Les discussions et négociations ont abouti à la création formelle d'une nouvelle entité conçue pour combiner ces forces. La nouvelle entreprise, constituée en 1928, a été judicieusement nommée Alsthom, un mot-valise dérivé de Alsacienne et Thomson, faisant directement référence à son double héritage. Le concept commercial initial était de créer un conglomérat industriel diversifié capable de répondre à l'ensemble des besoins découlant des efforts de modernisation et d'électrification industriels de la France. Cela incluait non seulement la fabrication de matériel roulant ferroviaire complet (combinant les pièces mécaniques de la SACM avec les systèmes électriques de la CFTH) et d'équipements de génération d'énergie (comme des turbogénérateurs issus de l'expertise électrique de la CFTH), mais aussi le développement d'infrastructures électriques connexes, telles que des sous-stations, des composants de transmission et des moteurs industriels. La proposition de valeur était une approche intégrée, offrant aux clients une source unique pour des systèmes électromécaniques complexes, simplifiant la gestion de projet et garantissant une compatibilité sans faille.

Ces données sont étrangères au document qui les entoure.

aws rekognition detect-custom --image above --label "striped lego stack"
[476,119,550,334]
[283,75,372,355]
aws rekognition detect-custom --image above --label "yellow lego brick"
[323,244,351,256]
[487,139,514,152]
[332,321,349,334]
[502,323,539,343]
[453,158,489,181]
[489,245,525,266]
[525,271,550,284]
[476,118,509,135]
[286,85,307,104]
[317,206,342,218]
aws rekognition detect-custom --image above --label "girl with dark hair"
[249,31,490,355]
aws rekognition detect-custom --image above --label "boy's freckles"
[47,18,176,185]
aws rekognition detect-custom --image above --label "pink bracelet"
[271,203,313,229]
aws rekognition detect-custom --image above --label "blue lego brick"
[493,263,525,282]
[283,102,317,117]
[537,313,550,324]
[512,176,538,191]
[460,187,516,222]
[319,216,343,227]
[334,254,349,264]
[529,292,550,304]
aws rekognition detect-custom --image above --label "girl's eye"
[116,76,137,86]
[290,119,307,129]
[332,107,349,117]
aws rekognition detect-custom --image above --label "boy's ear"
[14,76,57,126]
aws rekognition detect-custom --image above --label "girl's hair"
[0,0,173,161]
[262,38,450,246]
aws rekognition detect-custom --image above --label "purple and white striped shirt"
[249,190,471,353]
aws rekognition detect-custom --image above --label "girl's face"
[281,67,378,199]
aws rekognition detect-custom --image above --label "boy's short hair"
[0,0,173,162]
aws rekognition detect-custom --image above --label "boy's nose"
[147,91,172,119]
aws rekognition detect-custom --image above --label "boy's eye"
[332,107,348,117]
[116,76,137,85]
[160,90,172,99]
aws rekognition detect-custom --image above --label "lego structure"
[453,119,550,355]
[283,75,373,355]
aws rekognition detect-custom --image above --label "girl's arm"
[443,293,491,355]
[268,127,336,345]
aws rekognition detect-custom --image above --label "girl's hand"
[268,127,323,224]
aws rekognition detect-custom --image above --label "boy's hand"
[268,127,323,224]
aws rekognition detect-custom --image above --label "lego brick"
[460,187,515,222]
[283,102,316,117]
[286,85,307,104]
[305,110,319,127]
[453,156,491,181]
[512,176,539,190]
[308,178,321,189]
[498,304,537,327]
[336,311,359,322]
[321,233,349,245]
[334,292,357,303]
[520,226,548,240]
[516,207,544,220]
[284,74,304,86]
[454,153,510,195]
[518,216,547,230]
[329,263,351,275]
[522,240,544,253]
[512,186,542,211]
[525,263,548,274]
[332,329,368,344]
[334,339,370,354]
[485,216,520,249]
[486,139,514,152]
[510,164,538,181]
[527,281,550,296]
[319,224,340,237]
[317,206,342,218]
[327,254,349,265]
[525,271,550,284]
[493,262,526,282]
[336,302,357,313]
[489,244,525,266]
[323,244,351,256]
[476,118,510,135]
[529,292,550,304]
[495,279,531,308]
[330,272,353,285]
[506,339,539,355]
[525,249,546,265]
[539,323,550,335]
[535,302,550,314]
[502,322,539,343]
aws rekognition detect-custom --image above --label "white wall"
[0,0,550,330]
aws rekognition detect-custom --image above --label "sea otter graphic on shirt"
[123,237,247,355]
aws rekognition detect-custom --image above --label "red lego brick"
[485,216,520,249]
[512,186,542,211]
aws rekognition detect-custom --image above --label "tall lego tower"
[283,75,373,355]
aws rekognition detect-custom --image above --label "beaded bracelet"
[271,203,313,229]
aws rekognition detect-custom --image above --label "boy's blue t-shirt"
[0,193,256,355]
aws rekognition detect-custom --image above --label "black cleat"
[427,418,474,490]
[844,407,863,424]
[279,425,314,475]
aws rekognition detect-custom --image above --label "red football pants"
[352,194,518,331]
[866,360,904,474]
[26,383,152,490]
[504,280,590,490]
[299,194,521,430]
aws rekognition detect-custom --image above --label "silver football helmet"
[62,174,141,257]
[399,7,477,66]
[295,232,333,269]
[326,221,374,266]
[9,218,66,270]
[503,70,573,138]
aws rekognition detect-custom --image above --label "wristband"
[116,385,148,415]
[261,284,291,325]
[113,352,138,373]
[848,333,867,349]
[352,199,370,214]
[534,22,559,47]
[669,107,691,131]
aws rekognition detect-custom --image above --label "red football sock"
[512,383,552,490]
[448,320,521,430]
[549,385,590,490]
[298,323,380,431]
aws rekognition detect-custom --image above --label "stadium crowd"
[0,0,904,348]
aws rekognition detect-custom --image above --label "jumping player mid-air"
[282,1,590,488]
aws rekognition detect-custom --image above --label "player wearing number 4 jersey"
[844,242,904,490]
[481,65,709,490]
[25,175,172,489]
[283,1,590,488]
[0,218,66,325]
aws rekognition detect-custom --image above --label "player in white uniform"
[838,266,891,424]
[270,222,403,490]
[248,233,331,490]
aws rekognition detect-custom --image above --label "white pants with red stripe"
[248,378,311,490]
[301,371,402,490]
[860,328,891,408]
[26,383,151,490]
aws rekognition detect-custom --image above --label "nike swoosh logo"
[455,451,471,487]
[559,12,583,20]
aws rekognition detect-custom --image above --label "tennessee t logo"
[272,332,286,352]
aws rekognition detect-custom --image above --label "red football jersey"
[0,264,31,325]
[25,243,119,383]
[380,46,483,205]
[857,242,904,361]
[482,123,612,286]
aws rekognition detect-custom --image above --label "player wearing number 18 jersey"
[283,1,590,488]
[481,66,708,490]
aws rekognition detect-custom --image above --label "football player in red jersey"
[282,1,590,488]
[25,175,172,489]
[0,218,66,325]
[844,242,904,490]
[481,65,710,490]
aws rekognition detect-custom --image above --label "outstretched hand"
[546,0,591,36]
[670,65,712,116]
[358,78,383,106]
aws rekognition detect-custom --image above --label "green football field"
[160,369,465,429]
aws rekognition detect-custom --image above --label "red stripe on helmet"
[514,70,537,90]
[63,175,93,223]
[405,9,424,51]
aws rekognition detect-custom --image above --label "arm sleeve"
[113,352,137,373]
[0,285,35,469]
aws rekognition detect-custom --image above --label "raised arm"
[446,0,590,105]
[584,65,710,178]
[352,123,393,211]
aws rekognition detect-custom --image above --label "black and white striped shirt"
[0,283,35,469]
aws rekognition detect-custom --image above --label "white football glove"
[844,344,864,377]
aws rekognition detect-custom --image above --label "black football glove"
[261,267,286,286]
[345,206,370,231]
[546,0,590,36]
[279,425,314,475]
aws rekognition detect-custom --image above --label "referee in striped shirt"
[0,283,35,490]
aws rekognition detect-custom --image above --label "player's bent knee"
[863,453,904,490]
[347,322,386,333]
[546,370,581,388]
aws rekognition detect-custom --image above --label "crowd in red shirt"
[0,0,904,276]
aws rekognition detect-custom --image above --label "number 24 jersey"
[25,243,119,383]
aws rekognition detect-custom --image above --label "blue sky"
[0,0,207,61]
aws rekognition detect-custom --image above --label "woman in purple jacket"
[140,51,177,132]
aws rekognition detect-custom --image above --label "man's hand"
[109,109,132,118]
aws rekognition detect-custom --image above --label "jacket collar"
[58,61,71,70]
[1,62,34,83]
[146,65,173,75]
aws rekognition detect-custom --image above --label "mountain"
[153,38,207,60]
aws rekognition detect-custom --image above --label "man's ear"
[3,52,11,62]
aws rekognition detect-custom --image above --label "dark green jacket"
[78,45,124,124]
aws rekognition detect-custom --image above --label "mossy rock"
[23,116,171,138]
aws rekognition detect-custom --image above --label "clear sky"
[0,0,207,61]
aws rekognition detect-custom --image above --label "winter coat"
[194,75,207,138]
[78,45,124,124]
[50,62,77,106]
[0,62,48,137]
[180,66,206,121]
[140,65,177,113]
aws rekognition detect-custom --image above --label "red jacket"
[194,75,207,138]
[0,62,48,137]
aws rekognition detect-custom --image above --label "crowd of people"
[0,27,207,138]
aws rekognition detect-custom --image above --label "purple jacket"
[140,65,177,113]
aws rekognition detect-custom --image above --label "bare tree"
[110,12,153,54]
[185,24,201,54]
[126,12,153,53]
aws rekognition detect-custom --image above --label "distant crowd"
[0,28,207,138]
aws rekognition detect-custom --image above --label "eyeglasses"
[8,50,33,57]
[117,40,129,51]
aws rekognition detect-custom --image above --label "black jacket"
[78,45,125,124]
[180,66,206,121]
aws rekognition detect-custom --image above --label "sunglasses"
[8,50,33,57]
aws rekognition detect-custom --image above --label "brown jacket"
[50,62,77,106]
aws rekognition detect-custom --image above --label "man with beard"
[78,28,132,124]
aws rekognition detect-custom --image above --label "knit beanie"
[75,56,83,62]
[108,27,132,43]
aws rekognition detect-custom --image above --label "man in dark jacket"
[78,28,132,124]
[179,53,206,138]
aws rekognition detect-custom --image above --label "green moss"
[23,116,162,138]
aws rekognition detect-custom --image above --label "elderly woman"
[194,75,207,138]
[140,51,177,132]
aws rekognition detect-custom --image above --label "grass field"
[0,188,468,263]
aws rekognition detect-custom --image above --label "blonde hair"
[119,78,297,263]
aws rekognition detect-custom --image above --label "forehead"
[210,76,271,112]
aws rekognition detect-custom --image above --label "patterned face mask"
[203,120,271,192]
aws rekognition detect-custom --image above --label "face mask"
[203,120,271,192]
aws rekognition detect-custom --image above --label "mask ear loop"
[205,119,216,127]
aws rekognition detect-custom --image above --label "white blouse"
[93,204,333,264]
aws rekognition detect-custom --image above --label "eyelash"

Les premiers défis comprenaient les complexités logistiques de la fusion de deux grandes organisations établies avec des cultures d'entreprise et des méthodologies opérationnelles distinctes. Intégrer des lignes de produits diverses – des conceptions de locomotives à vapeur aux moteurs de traction électriques – standardiser les pratiques d'ingénierie et rationaliser les installations de fabrication nécessitait un effort de gestion et un investissement significatifs. Au-delà des différences culturelles, il y avait des obstacles techniques liés à la réconciliation de philosophies de conception distinctes et à l'assurance de la compatibilité des composants. Cependant, la vision globale d'une force industrielle unifiée et puissante capable de rivaliser à l'échelle nationale et internationale fournissait l'impulsion pour surmonter ces premiers obstacles. L'alignement stratégique était solide, et les opportunités de marché étaient substantielles, en particulier dans le contexte de la reconstruction d'après-guerre et de l'élan mondial vers l'électrification. Cette période fondatrice a culminé avec l'incorporation officielle d'Alsthom, marquant le début d'une nouvelle ère industrielle et préparant le terrain pour les futures entreprises de la société alors qu'elle commençait officiellement ses opérations en 1928, prête à contribuer de manière significative au tissu industriel de la France et au-delà en tant qu'acteur majeur dans la traction ferroviaire, les machines électriques lourdes et les systèmes de propulsion marine.